From the Guidelines
Lumbar punctures (LP) should be performed by physicians with specialized training, such as neurologists, neurosurgeons, anesthesiologists, emergency medicine physicians, and some internal medicine specialists, as well as advanced practice providers like physician assistants and nurse practitioners with appropriate training. When performing a lumbar puncture, it is essential to follow consensus recommendations to reduce the risk of adverse events, including evaluating potential contraindications, identifying patient-related risk factors, and using an atraumatic narrow-bore (≥22-gauge) needle 1. The choice of needle depends on the patient's age, weight, and the purpose of the procedure, aiming to minimize discomfort and the risk of complications 1. Key considerations for the procedure include:
- Using atraumatic needles, which have a consistently favorable safety profile compared to cutting-bevel needles, with a lower risk of post-LP headache 1
- Placing the patient in the lateral recumbent position and using passive rather than active withdrawal of CSF when feasible 1
- Collecting less than 30 mL of CSF and communicating effectively to allay the patient's fears and concerns 1 In some cases, radiologists may perform image-guided spinal taps for patients with difficult anatomy or previous failed attempts. The provider performing the procedure should have experience in recognizing complications such as post-procedure headache, infection, or bleeding, and provide appropriate follow-up care, including instructions to lie flat for a period after the procedure to reduce the risk of headache.
From the Research
Lumbar Puncture Performance
- Lumbar punctures (LPs) are performed by various health professionals, including neurologists, as they are an important tool in the diagnosis of neurological diseases 2.
- The procedure can be carried out by different clinicians, with neurologists performing the largest number of LPs, but only accounting for one fifth of all procedures 3.
- Optimal performance and use of LP requires individual skill and judgment, and often benefits from close liaison with several disciplines, including emergency, intensive care, diagnostic laboratory, clinical imaging, neurology and infectious/ communicable diseases specialists 4.

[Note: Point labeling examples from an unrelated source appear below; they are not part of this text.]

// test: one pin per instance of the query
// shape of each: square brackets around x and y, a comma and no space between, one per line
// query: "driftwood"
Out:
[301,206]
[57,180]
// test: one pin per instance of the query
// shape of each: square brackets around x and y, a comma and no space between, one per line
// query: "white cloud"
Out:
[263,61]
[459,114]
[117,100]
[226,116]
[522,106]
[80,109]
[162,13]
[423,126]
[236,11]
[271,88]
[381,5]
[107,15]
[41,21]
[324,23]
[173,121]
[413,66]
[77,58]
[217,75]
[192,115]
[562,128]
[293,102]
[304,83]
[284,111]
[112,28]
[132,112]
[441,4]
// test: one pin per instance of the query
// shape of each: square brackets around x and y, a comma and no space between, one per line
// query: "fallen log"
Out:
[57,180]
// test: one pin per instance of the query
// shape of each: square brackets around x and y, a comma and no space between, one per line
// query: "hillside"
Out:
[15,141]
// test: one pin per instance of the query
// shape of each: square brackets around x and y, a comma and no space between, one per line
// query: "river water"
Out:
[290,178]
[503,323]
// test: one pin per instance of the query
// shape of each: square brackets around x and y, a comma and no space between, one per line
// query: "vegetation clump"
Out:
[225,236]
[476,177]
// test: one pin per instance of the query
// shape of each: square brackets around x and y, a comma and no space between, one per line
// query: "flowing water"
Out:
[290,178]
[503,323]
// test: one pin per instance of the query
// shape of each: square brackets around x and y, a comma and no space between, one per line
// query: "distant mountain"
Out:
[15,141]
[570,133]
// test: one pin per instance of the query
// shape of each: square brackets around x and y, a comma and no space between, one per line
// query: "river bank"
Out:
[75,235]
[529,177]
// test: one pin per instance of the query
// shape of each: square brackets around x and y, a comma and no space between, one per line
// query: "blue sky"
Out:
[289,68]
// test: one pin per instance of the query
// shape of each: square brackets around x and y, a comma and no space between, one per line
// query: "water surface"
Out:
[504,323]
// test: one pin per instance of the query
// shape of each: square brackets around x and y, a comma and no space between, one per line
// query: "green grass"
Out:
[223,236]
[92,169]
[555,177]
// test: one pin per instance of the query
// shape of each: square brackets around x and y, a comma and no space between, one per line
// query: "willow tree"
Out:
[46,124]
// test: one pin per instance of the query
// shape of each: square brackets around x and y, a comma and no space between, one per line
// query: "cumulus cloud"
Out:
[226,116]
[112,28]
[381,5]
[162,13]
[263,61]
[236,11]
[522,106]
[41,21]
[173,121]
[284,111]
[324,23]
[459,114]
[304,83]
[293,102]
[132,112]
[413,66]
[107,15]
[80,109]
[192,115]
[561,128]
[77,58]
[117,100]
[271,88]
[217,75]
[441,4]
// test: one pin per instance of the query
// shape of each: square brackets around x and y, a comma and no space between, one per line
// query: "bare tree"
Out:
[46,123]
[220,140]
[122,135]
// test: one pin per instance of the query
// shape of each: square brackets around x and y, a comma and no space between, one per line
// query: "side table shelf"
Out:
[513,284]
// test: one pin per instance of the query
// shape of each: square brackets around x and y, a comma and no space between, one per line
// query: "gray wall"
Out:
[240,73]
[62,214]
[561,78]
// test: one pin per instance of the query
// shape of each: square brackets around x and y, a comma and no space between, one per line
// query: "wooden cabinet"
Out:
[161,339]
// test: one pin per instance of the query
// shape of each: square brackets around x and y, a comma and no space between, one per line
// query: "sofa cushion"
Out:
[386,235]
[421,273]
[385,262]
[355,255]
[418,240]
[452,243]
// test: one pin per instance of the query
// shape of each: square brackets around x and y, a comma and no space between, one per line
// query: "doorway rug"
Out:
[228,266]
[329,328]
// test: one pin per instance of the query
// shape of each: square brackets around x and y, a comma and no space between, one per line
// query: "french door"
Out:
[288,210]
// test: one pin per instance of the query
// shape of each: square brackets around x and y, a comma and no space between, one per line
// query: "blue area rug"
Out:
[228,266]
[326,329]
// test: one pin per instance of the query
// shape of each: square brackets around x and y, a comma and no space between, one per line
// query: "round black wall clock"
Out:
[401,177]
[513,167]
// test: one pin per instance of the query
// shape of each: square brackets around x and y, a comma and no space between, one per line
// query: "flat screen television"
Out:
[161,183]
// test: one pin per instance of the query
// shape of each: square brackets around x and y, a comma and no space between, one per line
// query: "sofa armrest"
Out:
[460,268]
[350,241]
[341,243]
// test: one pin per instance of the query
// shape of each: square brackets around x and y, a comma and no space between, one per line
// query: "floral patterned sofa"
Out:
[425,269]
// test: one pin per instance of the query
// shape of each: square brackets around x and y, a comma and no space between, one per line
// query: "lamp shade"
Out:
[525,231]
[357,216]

Performance Frequency and Settings
- A retrospective study of 6,594 cases found that 80% of LPs were performed for diagnostic purposes, with 20% of these LPs being performed in the Neurology Department 3.
- The study also found that 1.4 LPs per 100 hospital stays were performed and 0.8 LP for 100 Emergency department admissions 3.
- LPs can be performed in various clinical settings, including routine check-ups, emergency departments, and intensive care units 4, 3.
Operator Expertise
- The lumbar puncture in expert hands is a safe test, and the health professional should be suitably familiar with its contraindications, the regional anatomy and the technique used to perform it 2.
- The use of atraumatic needles is associated with a lower incidence of postpuncture discomfort, but they are underused, being used in only 8.0% of cases in one study 3.